John Forbes

Pavior and plasterer

John Forbes was a plasterer from Culloden, in Inverness-shire, who had settled in Glasgow by 1871. 1 By 1881, he was employing three men and one boy, and living with his wife in Pollokshields, in a recently-built grid of superior working-class tenement streets. 2

Moulded plaster cornices and ceiling roses were found even in modest homes, including formal 'front rooms' in small flats, where such pre-cast enrichments could be applied in sections. 3 Forbes also advertised as a 'modeller', although he does not specify if this was to make moulds for casting architectural decorations in plaster, or something more artistic. By 1898, he had expanded into the laying of new floor surfaces, such as Granolithic. Invented by a Scot who added granite chippings to cement, 4 this very durable surface was suitable for heavy loads, and was used in industrial buildings and public corridors.

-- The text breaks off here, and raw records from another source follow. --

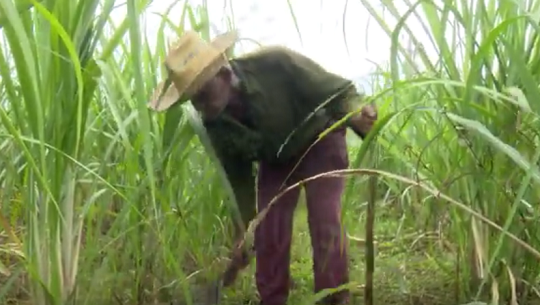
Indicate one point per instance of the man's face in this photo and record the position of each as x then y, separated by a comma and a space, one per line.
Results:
213, 97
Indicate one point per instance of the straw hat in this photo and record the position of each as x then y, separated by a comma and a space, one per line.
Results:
191, 62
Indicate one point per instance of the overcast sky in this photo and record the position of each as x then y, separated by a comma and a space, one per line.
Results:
321, 27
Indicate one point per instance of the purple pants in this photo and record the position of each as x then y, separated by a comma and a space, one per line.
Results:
273, 235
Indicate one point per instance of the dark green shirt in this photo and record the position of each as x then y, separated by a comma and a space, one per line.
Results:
281, 88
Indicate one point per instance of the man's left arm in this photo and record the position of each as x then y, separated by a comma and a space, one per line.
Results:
317, 85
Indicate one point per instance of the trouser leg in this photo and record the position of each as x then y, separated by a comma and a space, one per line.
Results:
273, 235
323, 198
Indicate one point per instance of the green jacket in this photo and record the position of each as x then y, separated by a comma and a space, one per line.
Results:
281, 88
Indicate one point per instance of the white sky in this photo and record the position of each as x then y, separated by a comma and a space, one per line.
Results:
320, 23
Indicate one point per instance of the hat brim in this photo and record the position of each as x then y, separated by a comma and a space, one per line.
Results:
166, 94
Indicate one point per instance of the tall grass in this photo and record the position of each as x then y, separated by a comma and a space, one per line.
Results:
104, 200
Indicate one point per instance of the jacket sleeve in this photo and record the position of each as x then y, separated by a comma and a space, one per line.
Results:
316, 86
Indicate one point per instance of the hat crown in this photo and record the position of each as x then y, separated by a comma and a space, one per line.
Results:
190, 63
189, 55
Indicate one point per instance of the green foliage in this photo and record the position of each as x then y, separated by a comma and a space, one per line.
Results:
110, 201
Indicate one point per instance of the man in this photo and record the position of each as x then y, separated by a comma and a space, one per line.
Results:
250, 107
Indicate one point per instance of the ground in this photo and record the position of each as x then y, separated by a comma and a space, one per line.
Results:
417, 270
404, 273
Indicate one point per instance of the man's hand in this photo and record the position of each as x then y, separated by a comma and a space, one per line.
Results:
362, 122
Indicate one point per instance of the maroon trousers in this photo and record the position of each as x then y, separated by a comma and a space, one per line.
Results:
273, 235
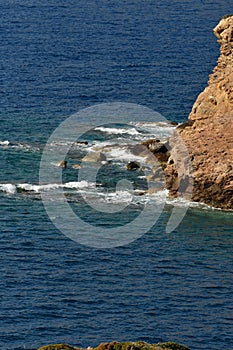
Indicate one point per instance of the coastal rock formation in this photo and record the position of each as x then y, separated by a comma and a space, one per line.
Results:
208, 134
120, 346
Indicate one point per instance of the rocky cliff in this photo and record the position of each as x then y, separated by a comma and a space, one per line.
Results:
208, 134
138, 345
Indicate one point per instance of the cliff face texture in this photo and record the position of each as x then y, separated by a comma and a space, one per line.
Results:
208, 134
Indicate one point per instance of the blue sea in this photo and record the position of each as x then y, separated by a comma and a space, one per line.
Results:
85, 255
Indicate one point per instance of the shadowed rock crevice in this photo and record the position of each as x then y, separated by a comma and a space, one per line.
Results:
208, 133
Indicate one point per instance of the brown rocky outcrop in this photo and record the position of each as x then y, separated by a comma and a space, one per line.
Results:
208, 134
138, 345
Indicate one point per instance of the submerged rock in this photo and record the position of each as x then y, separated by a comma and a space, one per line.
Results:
132, 166
208, 134
138, 345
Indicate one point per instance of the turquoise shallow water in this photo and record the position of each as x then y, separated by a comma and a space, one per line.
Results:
60, 57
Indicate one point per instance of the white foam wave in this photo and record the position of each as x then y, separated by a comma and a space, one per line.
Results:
123, 154
131, 131
4, 143
8, 188
27, 187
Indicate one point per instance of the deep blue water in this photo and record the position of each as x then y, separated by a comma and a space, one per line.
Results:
58, 57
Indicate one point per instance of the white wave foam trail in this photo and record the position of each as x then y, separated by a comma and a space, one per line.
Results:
8, 188
4, 143
26, 187
116, 131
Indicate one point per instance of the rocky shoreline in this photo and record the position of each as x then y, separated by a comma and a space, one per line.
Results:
208, 133
139, 345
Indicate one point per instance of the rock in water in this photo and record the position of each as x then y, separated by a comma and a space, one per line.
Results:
208, 134
139, 345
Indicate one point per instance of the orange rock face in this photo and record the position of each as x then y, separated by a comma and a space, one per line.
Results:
208, 135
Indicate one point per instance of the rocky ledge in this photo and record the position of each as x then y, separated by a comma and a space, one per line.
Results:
120, 346
208, 134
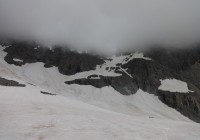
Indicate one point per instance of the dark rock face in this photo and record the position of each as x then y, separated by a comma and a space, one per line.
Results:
124, 84
6, 82
182, 64
146, 75
186, 103
68, 62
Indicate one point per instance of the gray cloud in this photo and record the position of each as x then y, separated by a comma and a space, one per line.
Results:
102, 25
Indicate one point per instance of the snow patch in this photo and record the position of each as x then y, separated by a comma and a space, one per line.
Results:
174, 85
17, 60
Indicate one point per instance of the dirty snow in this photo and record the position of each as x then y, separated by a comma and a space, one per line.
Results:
82, 112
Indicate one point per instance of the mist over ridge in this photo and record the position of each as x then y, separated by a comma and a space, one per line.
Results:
103, 26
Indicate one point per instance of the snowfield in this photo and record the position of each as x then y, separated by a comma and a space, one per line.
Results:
82, 112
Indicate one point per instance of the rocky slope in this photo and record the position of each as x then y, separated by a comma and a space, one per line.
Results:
125, 73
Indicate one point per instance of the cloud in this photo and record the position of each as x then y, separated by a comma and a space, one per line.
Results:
105, 26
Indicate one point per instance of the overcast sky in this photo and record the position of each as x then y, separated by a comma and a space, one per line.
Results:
102, 25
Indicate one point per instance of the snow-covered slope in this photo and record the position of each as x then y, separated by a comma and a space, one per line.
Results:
81, 112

As Forbes had no children to consider, he and his wife seem to have moved fairly frequently around central Glasgow, although his office stayed at 158A Bath Street from the early 1890s. Around 1903, he moved to Station Road, Garelochead, about 30 miles N. of Glasgow, where the nearby railway station made commuting possible. By 1910, he had named his lochside home 'Cecilia Bank', after his wife. 5 His firm is still listed in the 1926 telephone directory, although Forbes himself was in his mid-70s by this time, and may no longer have been active. 6

Notes:

1: Census 1871, www.ancestry.co.uk [accessed 12 May 2012].

2: Census 1881, www.ancestry.co.uk [accessed 12 May 2012].

3: Gordon Urquhart and L. S. Grandison, 'Decorative Plasterwork', West End Conservation Manual, Glasgow: Glasgow Conservation Trust West, 1999, Section 11, pp. 1, 12–14.

4: Glasgow Post Office Directories, 1897–8 and 1898–9.

5: Glasgow Post Office directories, 1902–10.

6: Telephone Directory vol. 5, Scotland, February 1926, Section 28, p. 74, www.ancestry.co.uk [accessed 12 May 2012].